- O presidente da Assembleia da República, José Pedro Aguiar-Branco, recusou admitir o requerimento do Chega para debate de urgência sobre combustíveis, por este ter esgotado agendamentos potestativos.
- O despacho indica que o Chega pode renovar a iniciativa na quinzena seguinte, desde que cumpra os requisitos temporais previstos e indique a sessão plenária a que pretende o agendamento.
- André Ventura tinha anunciado, antes da tomada de posse do novo Presidente, que o Chega iria requerer um debate sobre o aumento do custo de vida, energia, combustíveis, alimentação e fiscalidade indireta.

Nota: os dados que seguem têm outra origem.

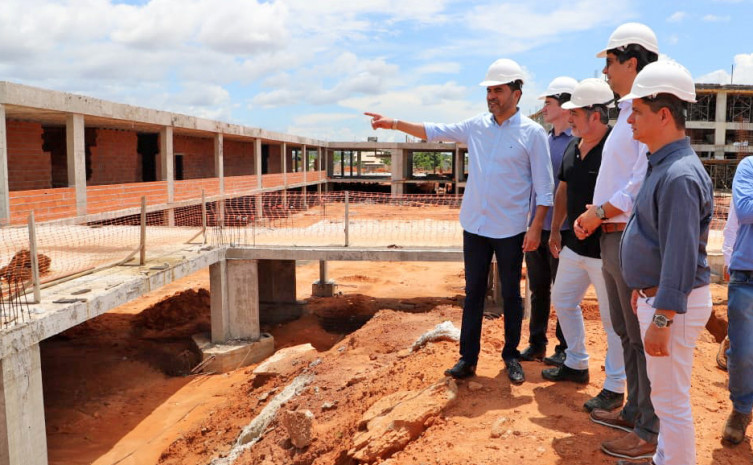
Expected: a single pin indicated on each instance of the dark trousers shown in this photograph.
(477, 255)
(638, 407)
(541, 267)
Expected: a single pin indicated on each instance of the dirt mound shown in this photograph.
(183, 313)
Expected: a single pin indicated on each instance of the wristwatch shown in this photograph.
(601, 213)
(661, 321)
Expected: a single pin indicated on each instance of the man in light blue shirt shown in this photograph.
(508, 157)
(740, 307)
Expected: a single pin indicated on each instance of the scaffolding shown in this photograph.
(739, 108)
(704, 109)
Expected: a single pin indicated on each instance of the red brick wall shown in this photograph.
(28, 166)
(274, 165)
(239, 158)
(198, 156)
(115, 159)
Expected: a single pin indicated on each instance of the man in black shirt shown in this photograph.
(580, 260)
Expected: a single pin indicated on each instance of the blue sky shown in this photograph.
(311, 67)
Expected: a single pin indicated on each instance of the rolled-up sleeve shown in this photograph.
(541, 168)
(679, 237)
(742, 191)
(455, 132)
(624, 197)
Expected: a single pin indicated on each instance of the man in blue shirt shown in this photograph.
(740, 307)
(508, 156)
(663, 252)
(541, 265)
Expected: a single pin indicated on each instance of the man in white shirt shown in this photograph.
(508, 156)
(623, 168)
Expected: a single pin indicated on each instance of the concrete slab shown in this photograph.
(287, 361)
(320, 289)
(233, 354)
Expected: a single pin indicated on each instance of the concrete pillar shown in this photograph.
(219, 172)
(75, 140)
(4, 189)
(277, 291)
(720, 125)
(257, 153)
(259, 184)
(397, 157)
(167, 164)
(323, 287)
(234, 300)
(23, 439)
(305, 163)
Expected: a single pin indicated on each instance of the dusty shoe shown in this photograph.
(611, 419)
(461, 370)
(556, 360)
(721, 355)
(630, 446)
(532, 354)
(565, 373)
(605, 400)
(734, 429)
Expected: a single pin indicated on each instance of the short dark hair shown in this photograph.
(601, 109)
(640, 53)
(677, 108)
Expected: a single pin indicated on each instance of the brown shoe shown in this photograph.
(630, 447)
(734, 429)
(612, 419)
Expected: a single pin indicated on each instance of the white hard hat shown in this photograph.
(632, 33)
(663, 77)
(589, 92)
(559, 85)
(502, 71)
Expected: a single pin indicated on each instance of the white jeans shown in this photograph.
(574, 274)
(670, 378)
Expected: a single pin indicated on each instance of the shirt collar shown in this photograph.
(567, 132)
(626, 105)
(666, 151)
(514, 117)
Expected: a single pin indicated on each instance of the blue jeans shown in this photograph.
(740, 352)
(477, 255)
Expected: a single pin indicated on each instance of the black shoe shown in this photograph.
(532, 354)
(461, 370)
(556, 360)
(515, 372)
(565, 373)
(605, 400)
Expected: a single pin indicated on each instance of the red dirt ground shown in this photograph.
(116, 389)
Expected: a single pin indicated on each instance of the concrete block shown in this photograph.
(286, 361)
(276, 313)
(23, 439)
(233, 354)
(319, 289)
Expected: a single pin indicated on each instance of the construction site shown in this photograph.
(177, 290)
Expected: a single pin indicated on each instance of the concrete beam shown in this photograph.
(76, 146)
(23, 439)
(106, 290)
(346, 254)
(4, 189)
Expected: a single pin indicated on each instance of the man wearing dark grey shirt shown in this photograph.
(663, 252)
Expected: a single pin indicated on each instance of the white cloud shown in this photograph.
(715, 19)
(743, 72)
(677, 17)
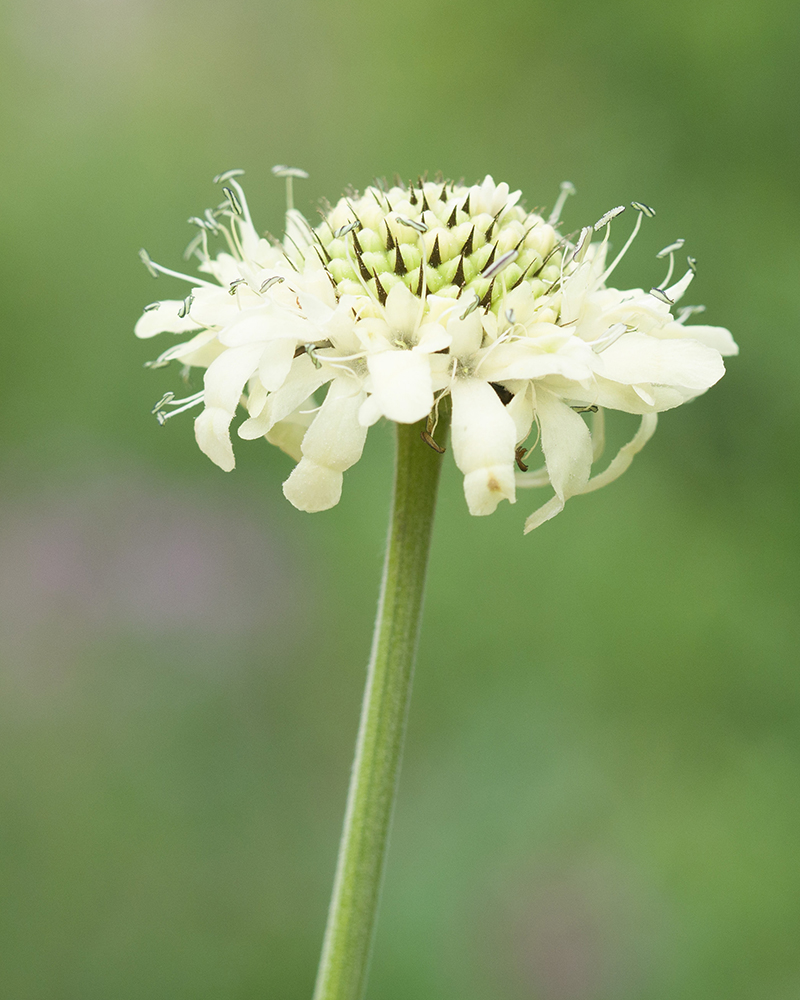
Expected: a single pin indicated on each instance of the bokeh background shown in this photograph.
(600, 791)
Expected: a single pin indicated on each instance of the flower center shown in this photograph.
(441, 238)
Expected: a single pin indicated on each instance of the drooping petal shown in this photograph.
(225, 378)
(483, 435)
(637, 358)
(401, 384)
(566, 443)
(212, 433)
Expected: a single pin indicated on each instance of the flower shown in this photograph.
(405, 296)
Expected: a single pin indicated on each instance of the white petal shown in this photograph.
(303, 380)
(483, 435)
(566, 443)
(225, 378)
(336, 439)
(714, 336)
(165, 319)
(637, 358)
(313, 487)
(402, 385)
(212, 433)
(402, 310)
(276, 360)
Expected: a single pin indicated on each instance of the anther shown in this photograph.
(412, 224)
(233, 199)
(276, 279)
(499, 264)
(226, 176)
(670, 249)
(583, 244)
(471, 307)
(187, 305)
(344, 230)
(144, 257)
(640, 206)
(280, 170)
(611, 214)
(566, 190)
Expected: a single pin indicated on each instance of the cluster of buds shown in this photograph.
(405, 295)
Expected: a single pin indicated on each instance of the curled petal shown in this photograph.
(484, 435)
(401, 384)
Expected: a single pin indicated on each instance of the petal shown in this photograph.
(683, 363)
(566, 443)
(483, 435)
(212, 433)
(165, 319)
(303, 380)
(225, 377)
(276, 361)
(401, 384)
(336, 438)
(313, 487)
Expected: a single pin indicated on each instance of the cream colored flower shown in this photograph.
(407, 296)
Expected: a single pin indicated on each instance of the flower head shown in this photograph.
(405, 296)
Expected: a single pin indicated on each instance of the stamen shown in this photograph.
(412, 224)
(500, 263)
(233, 199)
(670, 249)
(226, 176)
(610, 214)
(311, 351)
(276, 279)
(566, 190)
(644, 209)
(168, 399)
(583, 244)
(187, 305)
(611, 336)
(344, 230)
(156, 269)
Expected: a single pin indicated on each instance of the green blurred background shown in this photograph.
(600, 792)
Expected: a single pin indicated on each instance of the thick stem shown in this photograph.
(351, 919)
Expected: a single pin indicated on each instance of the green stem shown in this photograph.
(351, 919)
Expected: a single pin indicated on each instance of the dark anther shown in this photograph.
(380, 289)
(502, 392)
(458, 277)
(426, 437)
(366, 274)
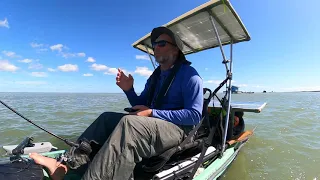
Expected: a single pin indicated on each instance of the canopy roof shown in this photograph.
(197, 32)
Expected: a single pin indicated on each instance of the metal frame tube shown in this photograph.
(229, 103)
(150, 56)
(220, 44)
(229, 74)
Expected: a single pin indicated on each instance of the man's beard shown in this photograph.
(166, 59)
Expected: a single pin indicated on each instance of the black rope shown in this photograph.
(70, 143)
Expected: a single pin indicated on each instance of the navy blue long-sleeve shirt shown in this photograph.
(186, 91)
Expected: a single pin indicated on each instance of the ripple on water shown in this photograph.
(285, 144)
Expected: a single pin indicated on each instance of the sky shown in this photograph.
(77, 46)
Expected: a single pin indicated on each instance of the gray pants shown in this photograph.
(125, 140)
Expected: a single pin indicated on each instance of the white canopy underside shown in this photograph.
(197, 32)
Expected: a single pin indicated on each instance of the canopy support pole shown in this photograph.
(229, 75)
(154, 67)
(225, 61)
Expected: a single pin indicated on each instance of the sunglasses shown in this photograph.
(161, 43)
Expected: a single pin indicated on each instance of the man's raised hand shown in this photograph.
(123, 81)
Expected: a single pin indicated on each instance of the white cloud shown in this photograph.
(68, 55)
(91, 59)
(213, 82)
(43, 49)
(68, 68)
(99, 67)
(82, 54)
(10, 54)
(4, 23)
(35, 66)
(143, 71)
(25, 60)
(31, 82)
(36, 45)
(39, 74)
(143, 57)
(241, 85)
(113, 71)
(6, 66)
(88, 74)
(51, 70)
(57, 47)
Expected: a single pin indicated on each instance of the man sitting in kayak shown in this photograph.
(163, 119)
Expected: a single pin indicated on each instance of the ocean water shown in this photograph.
(285, 145)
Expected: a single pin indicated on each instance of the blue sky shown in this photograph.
(76, 46)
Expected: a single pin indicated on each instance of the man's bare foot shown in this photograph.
(56, 170)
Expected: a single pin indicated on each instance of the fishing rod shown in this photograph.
(68, 142)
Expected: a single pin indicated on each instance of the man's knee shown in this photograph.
(132, 121)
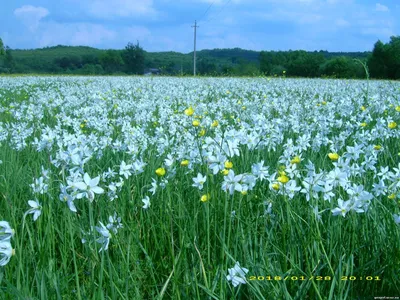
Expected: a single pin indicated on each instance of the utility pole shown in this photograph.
(194, 53)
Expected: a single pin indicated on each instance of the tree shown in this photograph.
(133, 57)
(2, 50)
(9, 60)
(111, 61)
(384, 62)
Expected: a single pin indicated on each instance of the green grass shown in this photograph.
(181, 248)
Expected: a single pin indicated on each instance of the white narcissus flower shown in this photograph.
(199, 181)
(237, 275)
(125, 170)
(343, 208)
(146, 202)
(6, 232)
(104, 240)
(6, 251)
(231, 182)
(36, 209)
(88, 187)
(396, 219)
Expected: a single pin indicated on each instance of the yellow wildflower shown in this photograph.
(275, 186)
(189, 111)
(225, 172)
(184, 163)
(205, 198)
(295, 160)
(160, 172)
(228, 165)
(283, 179)
(333, 156)
(196, 123)
(214, 124)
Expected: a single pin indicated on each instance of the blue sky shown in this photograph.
(165, 25)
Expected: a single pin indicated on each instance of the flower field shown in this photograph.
(199, 188)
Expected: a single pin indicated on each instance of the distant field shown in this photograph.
(199, 188)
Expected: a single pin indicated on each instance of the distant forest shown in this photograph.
(383, 62)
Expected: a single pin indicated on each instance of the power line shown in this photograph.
(217, 14)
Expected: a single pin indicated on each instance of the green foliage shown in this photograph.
(133, 57)
(384, 62)
(2, 52)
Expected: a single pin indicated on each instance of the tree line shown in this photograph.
(383, 62)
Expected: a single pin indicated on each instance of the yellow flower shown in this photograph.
(275, 186)
(205, 198)
(228, 165)
(295, 160)
(225, 172)
(189, 111)
(196, 123)
(283, 179)
(160, 172)
(333, 156)
(214, 124)
(184, 163)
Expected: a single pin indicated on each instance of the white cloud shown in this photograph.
(31, 15)
(121, 8)
(378, 32)
(75, 34)
(380, 7)
(342, 23)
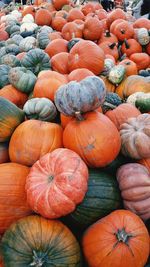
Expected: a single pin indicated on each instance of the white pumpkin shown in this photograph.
(27, 44)
(28, 27)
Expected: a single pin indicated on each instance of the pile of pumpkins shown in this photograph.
(74, 136)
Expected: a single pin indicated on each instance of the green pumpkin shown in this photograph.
(36, 60)
(10, 117)
(4, 69)
(36, 241)
(23, 79)
(102, 197)
(116, 74)
(40, 109)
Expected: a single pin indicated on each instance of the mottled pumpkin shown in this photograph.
(135, 137)
(35, 241)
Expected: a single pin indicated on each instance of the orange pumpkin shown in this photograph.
(47, 84)
(12, 94)
(59, 62)
(33, 139)
(56, 46)
(142, 60)
(91, 137)
(79, 57)
(118, 240)
(13, 203)
(120, 114)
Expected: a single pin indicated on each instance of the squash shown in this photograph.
(91, 137)
(10, 117)
(13, 201)
(102, 197)
(120, 239)
(22, 79)
(40, 245)
(136, 131)
(40, 109)
(33, 139)
(36, 60)
(80, 97)
(135, 192)
(63, 169)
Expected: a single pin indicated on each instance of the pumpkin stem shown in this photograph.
(79, 116)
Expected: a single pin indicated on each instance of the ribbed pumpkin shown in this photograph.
(62, 183)
(119, 239)
(102, 197)
(35, 241)
(92, 138)
(33, 139)
(10, 117)
(80, 57)
(13, 204)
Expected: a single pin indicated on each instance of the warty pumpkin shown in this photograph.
(33, 139)
(120, 239)
(135, 137)
(92, 138)
(40, 245)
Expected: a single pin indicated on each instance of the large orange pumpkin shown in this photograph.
(92, 138)
(80, 57)
(118, 240)
(13, 204)
(62, 183)
(33, 139)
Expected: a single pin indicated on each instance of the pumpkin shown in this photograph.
(33, 139)
(80, 97)
(59, 62)
(43, 17)
(120, 114)
(56, 46)
(136, 131)
(102, 197)
(92, 138)
(4, 156)
(142, 60)
(135, 192)
(48, 83)
(79, 57)
(133, 84)
(130, 67)
(63, 169)
(93, 29)
(10, 117)
(13, 203)
(26, 245)
(22, 79)
(120, 239)
(36, 60)
(40, 109)
(12, 94)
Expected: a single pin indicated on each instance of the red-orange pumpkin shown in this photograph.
(33, 139)
(118, 240)
(61, 184)
(92, 138)
(79, 57)
(13, 204)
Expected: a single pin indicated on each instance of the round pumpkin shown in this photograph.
(62, 183)
(135, 192)
(79, 57)
(13, 203)
(135, 137)
(35, 241)
(120, 239)
(92, 138)
(33, 139)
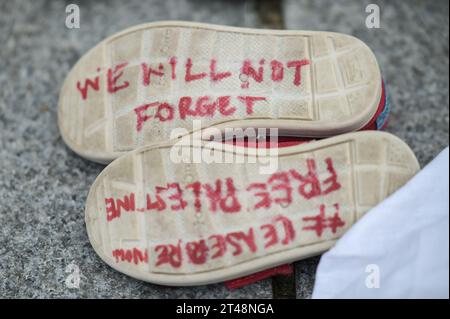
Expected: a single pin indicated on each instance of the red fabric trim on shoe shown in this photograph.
(372, 125)
(286, 269)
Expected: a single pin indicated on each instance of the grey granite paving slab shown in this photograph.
(411, 46)
(43, 185)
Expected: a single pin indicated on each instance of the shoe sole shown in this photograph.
(313, 84)
(182, 239)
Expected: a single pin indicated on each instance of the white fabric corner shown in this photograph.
(399, 249)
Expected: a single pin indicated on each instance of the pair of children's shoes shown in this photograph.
(233, 150)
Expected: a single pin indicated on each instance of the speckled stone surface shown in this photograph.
(43, 185)
(411, 46)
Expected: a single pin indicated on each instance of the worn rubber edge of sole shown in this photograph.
(260, 263)
(293, 127)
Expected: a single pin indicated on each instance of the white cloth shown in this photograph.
(401, 246)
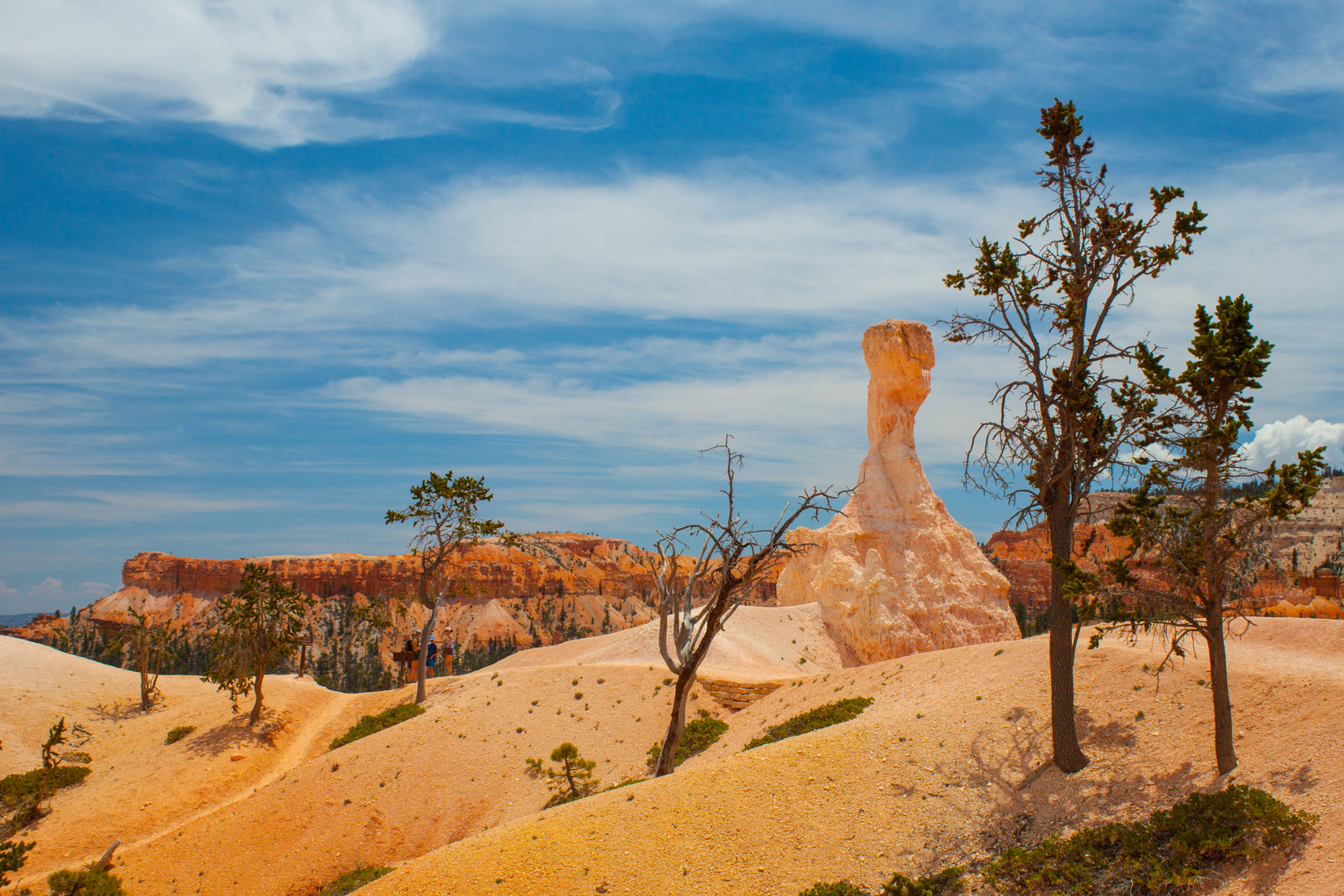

- A bancada do Chega invocou, para fundamentar o pedido, um artigo do Regimento considerado incorreto; o presidente entendeu tratar-se de um lapso, mantendo a intenção de um debate de urgência.
- O despacho reforça que direitos potestativos estão sujeitos a limites temporais e que o Chega já exerceu direito na quinzena de 2 a 13 de março, tornando inadmissível novo requerimento daquele tipo para esse período.
A Mesa da Assembleia da República recusou admitir o requerimento do Chega para um debate parlamentar de urgência sobre combustíveis, alimentação e impostos. A decisão foi comunicada por despacho de José Pedro Aguiar-Branco, presidente do parlamento, na segunda-feira.
Segundo o despacho, o Chega pode renovar a iniciativa na quinzena seguinte, desde que cumpra os requisitos temporais previstos no Regimento e indique a sessão plenária para a qual pretende o agendamento. Nada impede, portanto, uma nova tentativa.
No sábado, André Ventura, líder do Chega, anunciou a intenção de requerer um debate de urgência. A ideia era discutir o aumento do custo de vida e medidas do Governo sobre energia, combustíveis, alimentação e fiscalidade indireta.
Contorno regimental
O Chega já haviam esgotado o seu direito potestativo na quinzena de 2 a 13 de março. O presidente da Assembleia sustenta que houve, no pedido, um lapso de indicação normativa, mas que o teor do requerimento mostra a intenção de avançar com o debate de urgência.
Aguiar-Branco explica que os direitos dos grupos parlamentares estão sujeitos a limites temporais para manter o equilíbrio no acesso aos instrumentos de iniciativa e agendamento. O despacho ressalta que a inadmissibilidade não recai sobre o conteúdo, mas sobre o cumprimento do timing regimental. Fonte: Lusa.